Жизнь Есенина | страница 123



— Вот дураки! — захлебываясь, хохотал Есенин. — Они думали, мы лыком шиты… Ведь Клюев-то, знаешь… я неграмотный, говорит! Через о́… неграмо́тный! Это в салоне-то… А думаешь, я не чудил? А поддевка-то зачем?.. Хрестьянские, мол!.. Хотя, знаешь, я от Клюева ухожу… Вот лысый черт! Революция, а он «избяные песни»… На-ка-за-ние! Совсем старик отяжелел. А поэт огромный! Ну, только не по пути… — И вдруг весело и громко, на всю квартиру. — А знаешь… мы еще и Блоку и Белому загнем салазки! Я вот на днях написал такое стихотворение, что и сам не понимаю, что оно такое!
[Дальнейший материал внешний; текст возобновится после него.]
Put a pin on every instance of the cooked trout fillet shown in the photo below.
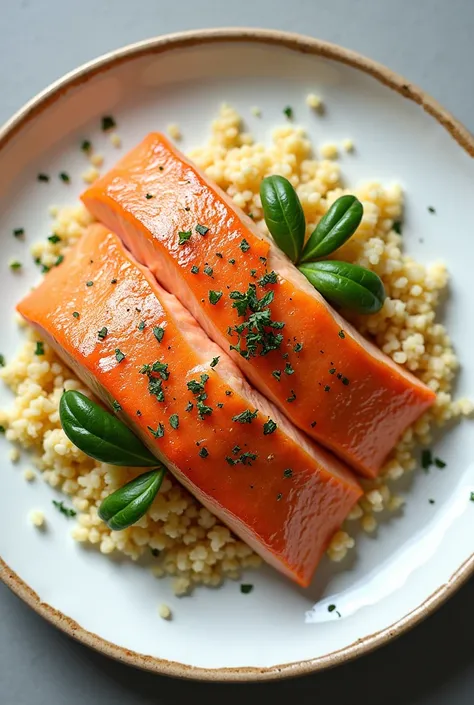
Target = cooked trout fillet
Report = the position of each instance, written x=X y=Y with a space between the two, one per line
x=133 y=343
Читал Разумнику, говорит — здорово, а я… Ну, вот хоть убей, ничего не понимаю!

— А ну-ка…

Я думал, что Есенин опять разразится полным голосом и закинет правую руку на свою золотую макушку, как он обыкновенно делал при чтении своих стихов, но Есенин только слегка отодвинулся от меня в глубину широкого кожаного дивана и наивыразительнейше прочитал одно четверостишие почти шепотом:

Облаки лают,
Ревет златозубая высь…
Пою и взываю:
Господи, отелись!

И вдруг громко, сверкая глазами:

— Ты понимаешь: господи, отелись! Да нет, ты пойми хорошенько: го-спо-ди, о-те-лись!.. Понял? Клюеву и даже Блоку так никогда не сказать… Ну?
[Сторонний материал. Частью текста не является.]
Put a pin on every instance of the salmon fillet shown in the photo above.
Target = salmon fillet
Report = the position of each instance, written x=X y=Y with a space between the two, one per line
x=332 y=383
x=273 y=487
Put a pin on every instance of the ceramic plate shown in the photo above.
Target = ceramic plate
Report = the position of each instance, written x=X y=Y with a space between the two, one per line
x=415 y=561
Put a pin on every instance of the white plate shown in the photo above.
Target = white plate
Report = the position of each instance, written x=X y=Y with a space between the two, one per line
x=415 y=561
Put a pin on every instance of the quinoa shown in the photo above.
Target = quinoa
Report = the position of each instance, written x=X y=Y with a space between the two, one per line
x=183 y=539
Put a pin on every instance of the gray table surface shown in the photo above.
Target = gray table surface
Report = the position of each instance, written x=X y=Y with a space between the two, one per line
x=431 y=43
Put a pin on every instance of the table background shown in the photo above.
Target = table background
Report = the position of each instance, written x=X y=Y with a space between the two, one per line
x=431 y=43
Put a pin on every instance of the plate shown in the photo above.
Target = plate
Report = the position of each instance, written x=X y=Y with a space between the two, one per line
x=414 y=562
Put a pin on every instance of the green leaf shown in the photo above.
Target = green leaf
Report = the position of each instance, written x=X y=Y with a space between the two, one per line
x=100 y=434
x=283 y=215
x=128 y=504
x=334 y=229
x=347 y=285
Мне оставалось только согласиться, возражать было нечем. Все козыри были в руках Есенина, а он стоял передо мной, засунув руки в карманы брюк, и хохотал без голоса, всем своим существом, каждым своим желтым волосом в прихотливых кудрявинках, и только в синих глазах, прищуренных, был виден светлый кусочек этого глубокого внутреннего хохота. Волосы на разгоряченной голове его разметались золотыми кустами, и от всего его розового лица шел свет. Я совершенно искренне сказал ему, что этот образ «господи, отелись» мне тоже не совсем понятен, но тем не менее, если перевести все это на крестьянский язык, то тут говорится о каком-то вселенском или мировом урожае, размножении или еще что-то в этом же роде. Есенин хлопнул себя по коленке и весело рассмеялся.

— Другие говорят то же! А только я, вот убей меня бог, ничего тут не понимаю…

Я увидел, что Сережа хитрит, но перевести разговор на другую тему не мог. Ведь он был очень большой и настойчивый говорун, и говор у него в ту пору был витиеватый, иносказательный, больше образами, чем логическими доводами, легко порхающий с предмета на предмет, занимательный, неподражаемый говор. Сам он был удивительно юн, Недаром его звали — Сережа. Юношеское горение лица не покидало его до самой смерти. Но пока он кудрявился в разговорах, я успел сообразить кое-что такое, чему невозможно было не оправдаться.